ECLI:NL:GHARL:2024:4608

Gerechtshof Arnhem-Leeuwarden

Datum uitspraak
9 juli 2024
Publicatiedatum
10 juli 2024
Zaaknummer
23/89
Instantie
Gerechtshof Arnhem-Leeuwarden
Type
Uitspraak
Rechtsgebied
Bestuursrecht; Belastingrecht
Procedures
  • Hoger beroep
Rechters
Vindplaatsen
  • Rechtspraak.nl
AI samenvatting door LexboostAutomatisch gegenereerd

Hoger beroep inzake de waardevaststelling van een onroerende zaak onder de Wet WOZ

In deze zaak heeft het Gerechtshof Arnhem-Leeuwarden op 9 juli 2024 uitspraak gedaan in het hoger beroep van belanghebbende tegen de uitspraak van de Rechtbank Midden-Nederland. De zaak betreft de waardevaststelling van een onroerende zaak, gelegen aan [adres1] 205 te [woonplaats], voor het jaar 2021. De heffingsambtenaar van de gemeente Rhenen had de waarde van de woning vastgesteld op € 314.000 en de waarde van het bedrijfsgedeelte op € 233.000, op basis van de Wet waardering onroerende zaken (Wet WOZ). Belanghebbende was het niet eens met deze waardevaststelling en heeft bezwaar aangetekend, maar de heffingsambtenaar handhaafde zijn beslissing. Hierop heeft belanghebbende beroep ingesteld bij de Rechtbank, die het beroep ongegrond verklaarde. Belanghebbende heeft vervolgens hoger beroep ingesteld bij het Gerechtshof.
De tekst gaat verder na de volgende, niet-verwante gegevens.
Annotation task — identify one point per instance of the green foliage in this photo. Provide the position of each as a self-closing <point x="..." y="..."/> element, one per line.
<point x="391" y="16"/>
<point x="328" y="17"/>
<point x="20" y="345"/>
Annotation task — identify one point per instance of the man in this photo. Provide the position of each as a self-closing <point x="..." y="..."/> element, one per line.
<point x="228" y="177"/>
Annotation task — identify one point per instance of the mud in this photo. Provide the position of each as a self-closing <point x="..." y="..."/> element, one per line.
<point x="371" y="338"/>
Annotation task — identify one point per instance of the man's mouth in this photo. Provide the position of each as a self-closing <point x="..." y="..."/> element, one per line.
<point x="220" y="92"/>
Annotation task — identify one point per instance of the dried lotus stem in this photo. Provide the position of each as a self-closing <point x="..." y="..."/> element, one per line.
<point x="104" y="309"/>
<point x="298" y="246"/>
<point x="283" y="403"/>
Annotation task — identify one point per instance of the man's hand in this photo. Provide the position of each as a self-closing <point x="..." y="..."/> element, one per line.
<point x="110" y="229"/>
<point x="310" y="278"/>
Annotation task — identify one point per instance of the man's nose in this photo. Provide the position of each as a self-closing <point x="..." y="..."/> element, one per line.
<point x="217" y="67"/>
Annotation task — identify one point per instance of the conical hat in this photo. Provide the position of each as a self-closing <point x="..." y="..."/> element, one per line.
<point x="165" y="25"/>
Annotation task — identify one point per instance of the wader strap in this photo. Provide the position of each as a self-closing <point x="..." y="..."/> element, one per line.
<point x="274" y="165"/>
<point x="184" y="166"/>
Tijdens de zitting op 21 mei 2024 is de gemachtigde van belanghebbende, C.M.L. Poen, verschenen, evenals een vertegenwoordiger van de heffingsambtenaar. In hoger beroep was de centrale vraag of de waarde van de woning te hoog was vastgesteld. Belanghebbende stelde dat de waarde € 227.000 zou moeten zijn, terwijl de heffingsambtenaar de waarde van € 314.000 verdedigde. Het Hof oordeelde dat de heffingsambtenaar niet voldoende bewijs had geleverd om de vastgestelde waarde te onderbouwen, aangezien de referentieobjecten die waren gebruikt niet vergelijkbaar waren met de onroerende zaak van belanghebbende.

Het Hof heeft uiteindelijk de waarde van de onroerende zaak vastgesteld op € 300.000, en heeft de uitspraak van de Rechtbank en de uitspraak op bezwaar vernietigd. Tevens is de heffingsambtenaar veroordeeld tot het vergoeden van de proceskosten van belanghebbende, die in totaal op € 4.120 zijn vastgesteld. De uitspraak is openbaar uitgesproken en partijen hebben de mogelijkheid om binnen zes weken beroep in cassatie in te stellen bij de Hoge Raad.

Uitspraak

GERECHTSHOF ARNHEM-LEEUWARDEN
locatie Arnhem
nummer BK-ARN 23/89
uitspraakdatum: 9 juli 2024
Uitspraak van de tweede enkelvoudige belastingkamer
op het hoger beroep van
[belanghebbende]te
[woonplaats](hierna: belanghebbende)
tegen de uitspraak van de Rechtbank Midden-Nederland van 14 november 2022, nummer UTR 22/719, ECLI:NL:RBMNE:2022:4943, in het geding tussen belanghebbende en
de heffingsambtenaar van de gemeente Rhenen(hierna: de heffingsambtenaar)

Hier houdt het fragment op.